Hemşirelik yaparken tutuklanan Pehlivan, cezaevinde mide kanserine yakalandığını, hastalığın kısa zamanda vücuduna yayıldığını belirtti. Bakırköy Cezaevi’nden sürülmeden önce tiroitindeki tümör ameliyatı için tetkikler yapıldığını, her ayın 15’inde kemoterapi tedavisi gördüğünü dile getiren Pehlivan, Silivri’ye getirildiğinden beri hiç kemoterapi almadığını ifade etti.
HAFTALARDIR DOSYAMA BAKILMADI, ÖLÜMÜN KIYISINA GETİRİLDİM
Yaklaşık iki aydır hücrede tutulduğunu ifade eden Pehlivan, şöyle yazdı:
“İstanbul Eğitim ve Araştırma Hastanesi’nin takipli hastasıyım. Buraya geldiğimden bu yana tek bir defa bile hastaneye götürülmedim. Hastalığım da bir üst aşamaya geçmiş durumda. Kemoterapide ikinci aşamaya geçilecekti. Silivri’ye geldiğim günden beri hastaneye gitmek için uğraşıyorum. Bunun için gerek hapishane idaresine gerek revir doktoruna defalarca dilekçe yazdım. Sözlü olarak durumumu ve talebimi ilettim. Fakat hiçbir sonuç alamadım. Her geçen gün hastalığım ilerliyor . Kampus hastanesine sağlık dosyamın gittiği ve oradaki kurula dosyamın gösterileceği söylenip duruyor. Haftalardır dosyama bakılmadı. Güler Zere örneği halen hafızalarımızdadır. Hastaneye sevkim yapıldığında ölümün kıyısına getirilmiş olacağım. Bu tamamen bilinçli bir politikadır.”
SESİMİ DUYUN
Yıllarca Çapa’da hemşirelik yaptığını belirten Pehlivan, “Bir hasta dosyasının kurulda görülme süresini, hastaneye sevk yapılma aşamasını çok iyi bilmekteyim. İdarenin söylemleri hiç inandırıcı gelmiyor. Ölüm benim ve benim gibi tüm hasta tutsakların kapısını çalmadan dışarıya sesimi duyurmak istiyorum.” dedi.

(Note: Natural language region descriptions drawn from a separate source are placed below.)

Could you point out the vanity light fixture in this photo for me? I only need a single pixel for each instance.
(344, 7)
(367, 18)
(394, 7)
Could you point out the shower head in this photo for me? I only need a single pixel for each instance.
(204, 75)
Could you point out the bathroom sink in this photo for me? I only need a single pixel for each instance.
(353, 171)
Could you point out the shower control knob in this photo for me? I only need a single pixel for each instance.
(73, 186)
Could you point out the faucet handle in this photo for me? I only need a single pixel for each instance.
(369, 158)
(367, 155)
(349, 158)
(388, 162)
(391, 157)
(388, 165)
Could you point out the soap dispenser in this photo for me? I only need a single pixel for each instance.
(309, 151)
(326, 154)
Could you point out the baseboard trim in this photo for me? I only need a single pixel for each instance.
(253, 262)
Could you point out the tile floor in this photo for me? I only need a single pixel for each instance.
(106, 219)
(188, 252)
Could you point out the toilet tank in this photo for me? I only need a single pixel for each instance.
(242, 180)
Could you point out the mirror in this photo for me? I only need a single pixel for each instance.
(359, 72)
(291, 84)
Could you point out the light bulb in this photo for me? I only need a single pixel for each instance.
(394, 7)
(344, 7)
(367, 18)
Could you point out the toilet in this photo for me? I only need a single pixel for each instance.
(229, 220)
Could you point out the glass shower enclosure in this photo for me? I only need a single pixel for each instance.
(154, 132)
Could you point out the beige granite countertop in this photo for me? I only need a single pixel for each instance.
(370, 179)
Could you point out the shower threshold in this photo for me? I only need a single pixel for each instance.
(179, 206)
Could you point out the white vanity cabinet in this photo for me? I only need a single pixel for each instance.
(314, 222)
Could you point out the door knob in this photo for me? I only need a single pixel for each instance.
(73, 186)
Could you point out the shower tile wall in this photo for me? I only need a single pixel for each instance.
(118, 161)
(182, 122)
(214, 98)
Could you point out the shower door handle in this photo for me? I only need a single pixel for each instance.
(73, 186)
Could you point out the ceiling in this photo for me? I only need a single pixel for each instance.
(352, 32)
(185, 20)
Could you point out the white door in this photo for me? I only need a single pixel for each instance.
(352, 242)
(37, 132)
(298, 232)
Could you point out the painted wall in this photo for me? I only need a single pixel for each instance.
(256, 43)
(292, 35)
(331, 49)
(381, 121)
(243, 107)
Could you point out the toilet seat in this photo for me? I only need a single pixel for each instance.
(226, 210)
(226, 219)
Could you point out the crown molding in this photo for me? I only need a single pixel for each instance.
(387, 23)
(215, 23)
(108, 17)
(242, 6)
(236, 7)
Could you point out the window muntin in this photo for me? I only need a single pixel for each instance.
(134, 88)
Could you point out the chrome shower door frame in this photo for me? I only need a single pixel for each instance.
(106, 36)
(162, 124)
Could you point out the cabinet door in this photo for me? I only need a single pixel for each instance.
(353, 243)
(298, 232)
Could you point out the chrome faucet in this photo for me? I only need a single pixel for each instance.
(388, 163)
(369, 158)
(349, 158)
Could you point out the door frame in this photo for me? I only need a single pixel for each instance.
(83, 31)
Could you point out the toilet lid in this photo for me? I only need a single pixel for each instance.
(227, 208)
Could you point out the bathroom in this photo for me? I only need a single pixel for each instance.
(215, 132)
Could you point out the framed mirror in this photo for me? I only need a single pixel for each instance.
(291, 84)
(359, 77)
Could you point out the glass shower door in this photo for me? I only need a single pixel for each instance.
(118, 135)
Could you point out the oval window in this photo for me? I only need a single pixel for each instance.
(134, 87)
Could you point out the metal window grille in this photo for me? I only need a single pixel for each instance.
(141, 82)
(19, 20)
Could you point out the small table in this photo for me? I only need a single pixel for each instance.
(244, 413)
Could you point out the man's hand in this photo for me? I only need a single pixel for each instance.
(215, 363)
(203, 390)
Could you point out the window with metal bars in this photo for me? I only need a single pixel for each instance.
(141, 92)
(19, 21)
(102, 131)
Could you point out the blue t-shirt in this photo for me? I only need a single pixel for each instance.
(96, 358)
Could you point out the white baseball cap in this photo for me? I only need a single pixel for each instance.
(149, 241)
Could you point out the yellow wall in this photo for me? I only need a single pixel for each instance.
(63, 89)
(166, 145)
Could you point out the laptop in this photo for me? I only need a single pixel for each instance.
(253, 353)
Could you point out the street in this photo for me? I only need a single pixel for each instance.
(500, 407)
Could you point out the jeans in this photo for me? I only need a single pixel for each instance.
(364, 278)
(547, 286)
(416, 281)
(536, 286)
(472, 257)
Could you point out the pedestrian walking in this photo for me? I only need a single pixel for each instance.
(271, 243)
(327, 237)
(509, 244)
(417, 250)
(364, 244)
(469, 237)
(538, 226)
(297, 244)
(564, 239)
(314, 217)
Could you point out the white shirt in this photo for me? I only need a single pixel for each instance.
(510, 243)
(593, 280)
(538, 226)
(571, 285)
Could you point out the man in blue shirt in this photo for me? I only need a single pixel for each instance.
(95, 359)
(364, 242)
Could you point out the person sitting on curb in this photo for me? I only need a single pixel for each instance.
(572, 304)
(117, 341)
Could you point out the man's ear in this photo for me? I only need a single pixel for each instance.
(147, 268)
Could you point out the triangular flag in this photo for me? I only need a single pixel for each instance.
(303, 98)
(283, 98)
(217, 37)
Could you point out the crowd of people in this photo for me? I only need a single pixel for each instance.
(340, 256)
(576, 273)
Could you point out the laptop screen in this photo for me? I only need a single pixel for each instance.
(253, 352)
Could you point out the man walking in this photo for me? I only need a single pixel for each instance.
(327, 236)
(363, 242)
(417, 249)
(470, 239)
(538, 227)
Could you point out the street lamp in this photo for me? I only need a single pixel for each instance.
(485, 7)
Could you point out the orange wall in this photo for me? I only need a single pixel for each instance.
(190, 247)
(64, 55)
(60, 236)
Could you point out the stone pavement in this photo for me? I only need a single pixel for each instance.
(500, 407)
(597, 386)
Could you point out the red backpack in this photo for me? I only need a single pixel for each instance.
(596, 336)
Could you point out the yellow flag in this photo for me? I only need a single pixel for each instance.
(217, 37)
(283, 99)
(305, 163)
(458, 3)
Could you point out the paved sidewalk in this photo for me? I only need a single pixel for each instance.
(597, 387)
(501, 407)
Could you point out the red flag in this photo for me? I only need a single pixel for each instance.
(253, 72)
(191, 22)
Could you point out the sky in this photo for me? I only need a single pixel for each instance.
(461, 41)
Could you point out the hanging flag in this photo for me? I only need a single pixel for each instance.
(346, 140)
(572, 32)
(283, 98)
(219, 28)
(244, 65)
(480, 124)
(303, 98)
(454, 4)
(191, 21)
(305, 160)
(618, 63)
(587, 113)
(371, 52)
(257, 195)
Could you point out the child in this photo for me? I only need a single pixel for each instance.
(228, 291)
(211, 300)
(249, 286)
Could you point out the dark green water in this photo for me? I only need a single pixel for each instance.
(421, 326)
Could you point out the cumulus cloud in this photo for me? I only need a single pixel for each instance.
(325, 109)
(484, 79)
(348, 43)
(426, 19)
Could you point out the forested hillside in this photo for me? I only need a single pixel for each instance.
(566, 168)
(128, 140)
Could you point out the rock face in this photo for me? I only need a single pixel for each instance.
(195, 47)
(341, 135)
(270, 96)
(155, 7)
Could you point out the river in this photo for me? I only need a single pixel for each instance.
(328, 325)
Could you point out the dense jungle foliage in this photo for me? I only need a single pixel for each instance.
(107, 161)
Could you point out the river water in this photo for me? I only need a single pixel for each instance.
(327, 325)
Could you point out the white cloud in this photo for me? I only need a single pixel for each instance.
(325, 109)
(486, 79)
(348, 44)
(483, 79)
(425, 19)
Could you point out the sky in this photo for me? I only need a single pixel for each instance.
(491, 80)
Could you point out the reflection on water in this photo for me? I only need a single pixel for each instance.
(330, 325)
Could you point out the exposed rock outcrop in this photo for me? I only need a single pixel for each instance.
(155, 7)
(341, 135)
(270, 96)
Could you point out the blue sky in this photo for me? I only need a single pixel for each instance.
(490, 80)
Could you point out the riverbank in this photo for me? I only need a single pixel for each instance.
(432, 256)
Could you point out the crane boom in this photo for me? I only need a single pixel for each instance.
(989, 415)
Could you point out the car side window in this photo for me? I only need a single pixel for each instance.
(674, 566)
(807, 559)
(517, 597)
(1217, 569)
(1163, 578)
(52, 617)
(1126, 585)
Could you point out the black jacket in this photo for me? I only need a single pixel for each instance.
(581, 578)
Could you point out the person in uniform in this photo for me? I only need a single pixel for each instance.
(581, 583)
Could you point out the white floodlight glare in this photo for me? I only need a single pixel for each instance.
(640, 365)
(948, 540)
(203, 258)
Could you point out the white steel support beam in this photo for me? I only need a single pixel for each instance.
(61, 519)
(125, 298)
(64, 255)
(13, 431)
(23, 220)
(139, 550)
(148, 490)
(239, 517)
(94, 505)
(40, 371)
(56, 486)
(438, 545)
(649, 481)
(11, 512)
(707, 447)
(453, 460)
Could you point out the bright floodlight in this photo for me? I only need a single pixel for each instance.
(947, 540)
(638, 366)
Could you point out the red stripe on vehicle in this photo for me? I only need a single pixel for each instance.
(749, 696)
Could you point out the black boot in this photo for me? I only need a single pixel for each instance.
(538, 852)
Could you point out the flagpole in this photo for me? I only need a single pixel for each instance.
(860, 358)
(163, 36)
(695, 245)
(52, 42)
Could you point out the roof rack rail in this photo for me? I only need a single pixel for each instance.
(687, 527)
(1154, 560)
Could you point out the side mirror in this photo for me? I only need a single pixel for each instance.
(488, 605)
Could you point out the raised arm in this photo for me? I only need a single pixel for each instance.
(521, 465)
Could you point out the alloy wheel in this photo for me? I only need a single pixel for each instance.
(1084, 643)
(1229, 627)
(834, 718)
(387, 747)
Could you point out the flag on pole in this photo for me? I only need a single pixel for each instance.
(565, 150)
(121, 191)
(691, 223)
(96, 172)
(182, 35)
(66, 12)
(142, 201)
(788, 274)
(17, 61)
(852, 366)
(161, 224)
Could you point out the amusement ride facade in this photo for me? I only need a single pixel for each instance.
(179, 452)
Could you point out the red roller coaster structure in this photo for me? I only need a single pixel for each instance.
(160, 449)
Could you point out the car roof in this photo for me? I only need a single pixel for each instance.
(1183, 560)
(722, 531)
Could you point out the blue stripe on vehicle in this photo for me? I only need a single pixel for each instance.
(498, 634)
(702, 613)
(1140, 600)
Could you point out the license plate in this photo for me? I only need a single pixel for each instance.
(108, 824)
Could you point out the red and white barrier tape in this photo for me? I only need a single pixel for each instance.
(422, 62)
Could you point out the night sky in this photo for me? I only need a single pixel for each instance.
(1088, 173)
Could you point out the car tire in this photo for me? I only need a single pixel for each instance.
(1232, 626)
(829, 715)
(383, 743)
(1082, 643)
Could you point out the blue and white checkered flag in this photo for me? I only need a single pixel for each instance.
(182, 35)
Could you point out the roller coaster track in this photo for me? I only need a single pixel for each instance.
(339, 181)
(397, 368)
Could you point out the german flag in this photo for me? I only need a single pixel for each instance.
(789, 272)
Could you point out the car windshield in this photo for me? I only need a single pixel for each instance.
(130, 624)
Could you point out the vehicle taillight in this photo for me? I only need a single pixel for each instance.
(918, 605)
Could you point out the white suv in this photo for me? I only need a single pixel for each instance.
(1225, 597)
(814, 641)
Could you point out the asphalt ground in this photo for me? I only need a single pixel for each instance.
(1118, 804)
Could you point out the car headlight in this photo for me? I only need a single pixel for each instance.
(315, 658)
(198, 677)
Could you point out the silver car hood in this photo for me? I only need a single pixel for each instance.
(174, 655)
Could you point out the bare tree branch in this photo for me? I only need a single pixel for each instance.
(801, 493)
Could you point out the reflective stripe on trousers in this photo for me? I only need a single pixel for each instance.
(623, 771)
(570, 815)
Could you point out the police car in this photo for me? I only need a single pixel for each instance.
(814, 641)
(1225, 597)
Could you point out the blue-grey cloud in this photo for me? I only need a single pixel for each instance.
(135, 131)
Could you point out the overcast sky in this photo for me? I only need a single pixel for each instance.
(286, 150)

Change.org’da başlatılan imza kampanyasının çağrı metninde, 16 yıldır cezaevinde olan Pehlivan’ın, 2000’deki ‘Hayata Dönüş’ operasyonu sırasında kullanılan kimyasal gazlar sonucu kanser hastalığına yakalandığı iddia edildi. Pehlivan’ın iki yıldır kanser tedavisi gördüğü belirtilerek, “Pehlivan, kalp krizi riski taşıyan bir kanser hastasıdır. Tecrit altında tutuluyor olması bile başlı başına işkencedir” denildi.